Step-by-step explanation: Induction: Suppose that for n odd numbers is true that their product is odd. Lets find for n+1 numbers: The pruduct of n+1 odd numbers can be written as: (2k₁ + 1)*(2k₂ +1)*...*(2kₙ + 1)*(2kₙ₊₁ + 1) where the numbers "k" can be any integer number.
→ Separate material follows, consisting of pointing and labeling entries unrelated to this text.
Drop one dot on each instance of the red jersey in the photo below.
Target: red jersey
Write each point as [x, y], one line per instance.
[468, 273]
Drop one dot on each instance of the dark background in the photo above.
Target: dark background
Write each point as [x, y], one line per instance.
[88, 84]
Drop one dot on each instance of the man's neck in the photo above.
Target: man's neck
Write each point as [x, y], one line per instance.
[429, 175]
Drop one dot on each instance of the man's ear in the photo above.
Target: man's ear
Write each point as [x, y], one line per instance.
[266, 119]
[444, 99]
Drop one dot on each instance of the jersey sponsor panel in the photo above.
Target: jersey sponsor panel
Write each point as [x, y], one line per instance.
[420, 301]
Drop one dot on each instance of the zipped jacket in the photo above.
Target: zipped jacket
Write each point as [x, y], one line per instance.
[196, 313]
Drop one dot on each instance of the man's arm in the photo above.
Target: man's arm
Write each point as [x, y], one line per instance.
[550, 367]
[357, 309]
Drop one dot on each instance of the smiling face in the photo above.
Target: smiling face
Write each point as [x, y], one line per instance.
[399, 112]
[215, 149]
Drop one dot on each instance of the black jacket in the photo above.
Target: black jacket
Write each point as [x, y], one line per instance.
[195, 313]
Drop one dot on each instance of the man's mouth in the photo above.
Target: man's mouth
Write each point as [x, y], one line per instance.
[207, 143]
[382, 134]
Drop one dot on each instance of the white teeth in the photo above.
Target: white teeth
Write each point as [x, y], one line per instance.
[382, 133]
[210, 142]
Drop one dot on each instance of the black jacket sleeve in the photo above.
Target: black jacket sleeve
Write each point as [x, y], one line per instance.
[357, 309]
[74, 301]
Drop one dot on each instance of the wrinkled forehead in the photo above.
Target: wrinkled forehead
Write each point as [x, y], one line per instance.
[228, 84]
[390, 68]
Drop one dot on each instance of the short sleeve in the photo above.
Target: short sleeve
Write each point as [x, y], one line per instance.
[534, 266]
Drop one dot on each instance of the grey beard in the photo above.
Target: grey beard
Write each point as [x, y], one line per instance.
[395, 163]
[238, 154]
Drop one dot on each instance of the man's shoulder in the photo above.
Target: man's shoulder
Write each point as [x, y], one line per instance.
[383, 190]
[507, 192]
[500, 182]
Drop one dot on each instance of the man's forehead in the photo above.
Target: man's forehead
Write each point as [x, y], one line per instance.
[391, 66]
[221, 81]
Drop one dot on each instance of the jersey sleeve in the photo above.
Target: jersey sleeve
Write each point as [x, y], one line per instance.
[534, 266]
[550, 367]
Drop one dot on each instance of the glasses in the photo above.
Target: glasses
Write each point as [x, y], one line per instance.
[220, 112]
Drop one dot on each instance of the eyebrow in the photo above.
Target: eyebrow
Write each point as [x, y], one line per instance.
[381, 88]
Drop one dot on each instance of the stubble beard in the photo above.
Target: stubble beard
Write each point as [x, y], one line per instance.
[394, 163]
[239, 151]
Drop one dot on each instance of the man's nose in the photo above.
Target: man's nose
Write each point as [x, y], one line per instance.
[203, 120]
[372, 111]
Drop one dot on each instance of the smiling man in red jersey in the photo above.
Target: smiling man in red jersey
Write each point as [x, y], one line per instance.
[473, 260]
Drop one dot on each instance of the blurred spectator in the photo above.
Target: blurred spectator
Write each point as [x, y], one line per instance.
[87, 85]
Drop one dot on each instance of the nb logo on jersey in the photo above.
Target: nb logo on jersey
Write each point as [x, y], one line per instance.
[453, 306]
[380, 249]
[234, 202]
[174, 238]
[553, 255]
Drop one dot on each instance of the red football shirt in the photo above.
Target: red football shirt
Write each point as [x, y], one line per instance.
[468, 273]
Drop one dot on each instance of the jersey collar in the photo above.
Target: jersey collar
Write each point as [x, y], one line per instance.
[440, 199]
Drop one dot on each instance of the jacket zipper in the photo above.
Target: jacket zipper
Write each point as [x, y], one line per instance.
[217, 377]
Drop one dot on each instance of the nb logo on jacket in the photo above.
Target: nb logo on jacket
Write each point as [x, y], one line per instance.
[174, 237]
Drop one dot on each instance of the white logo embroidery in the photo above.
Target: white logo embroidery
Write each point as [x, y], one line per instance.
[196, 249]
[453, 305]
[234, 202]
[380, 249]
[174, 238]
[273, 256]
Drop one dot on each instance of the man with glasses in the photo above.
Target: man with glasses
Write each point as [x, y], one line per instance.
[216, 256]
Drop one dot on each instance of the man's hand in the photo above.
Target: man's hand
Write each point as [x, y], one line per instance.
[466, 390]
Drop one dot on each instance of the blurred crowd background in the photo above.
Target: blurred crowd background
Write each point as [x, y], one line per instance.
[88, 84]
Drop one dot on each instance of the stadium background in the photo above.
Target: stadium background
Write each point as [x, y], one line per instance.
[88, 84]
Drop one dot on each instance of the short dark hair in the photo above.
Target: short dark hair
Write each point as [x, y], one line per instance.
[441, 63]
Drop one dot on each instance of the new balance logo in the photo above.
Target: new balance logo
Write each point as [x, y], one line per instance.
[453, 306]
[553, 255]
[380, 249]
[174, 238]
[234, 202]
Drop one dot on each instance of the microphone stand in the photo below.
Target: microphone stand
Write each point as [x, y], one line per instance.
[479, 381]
Because of the hipotesis, we know that: (2k₁ + 1)*(2k₂ +1)*...*(2kₙ + 1) is an odd number, so we can write this as: (2k + 1) Then we have: (2k₁ + 1)*(2k₂ +1)*...*(2kₙ + 1)*(2kₙ₊₁ + 1) = (2k + 1)*(2kₙ₊₁ + 1) now we have to solve this product: (2k + 1)*(2kₙ₊₁ + 1) = 2k*2kₙ₊₁ + 2k + 2kₙ₊₁ + 1 = 2*(2k*kₙ₊₁ + k + kₙ₊₁) + 1 Because k and kₙ₊₁ are integers, the number (2k*kₙ₊₁ + k + kₙ₊₁) is also an integer, that we can write as L. So we have that: (2k₁ + 1)*(2k₂ +1)*...*(2kₙ + 1)*(2kₙ₊₁ + 1) = 2L + 1 So the product of n + 1 odd integers is also an odd number.  Now you can test that this is true for n = 2 (the same procedure that I did in the product of (2k + 1)*(2kₙ₊₁ + 1) ) and there you have your demonstration by induction.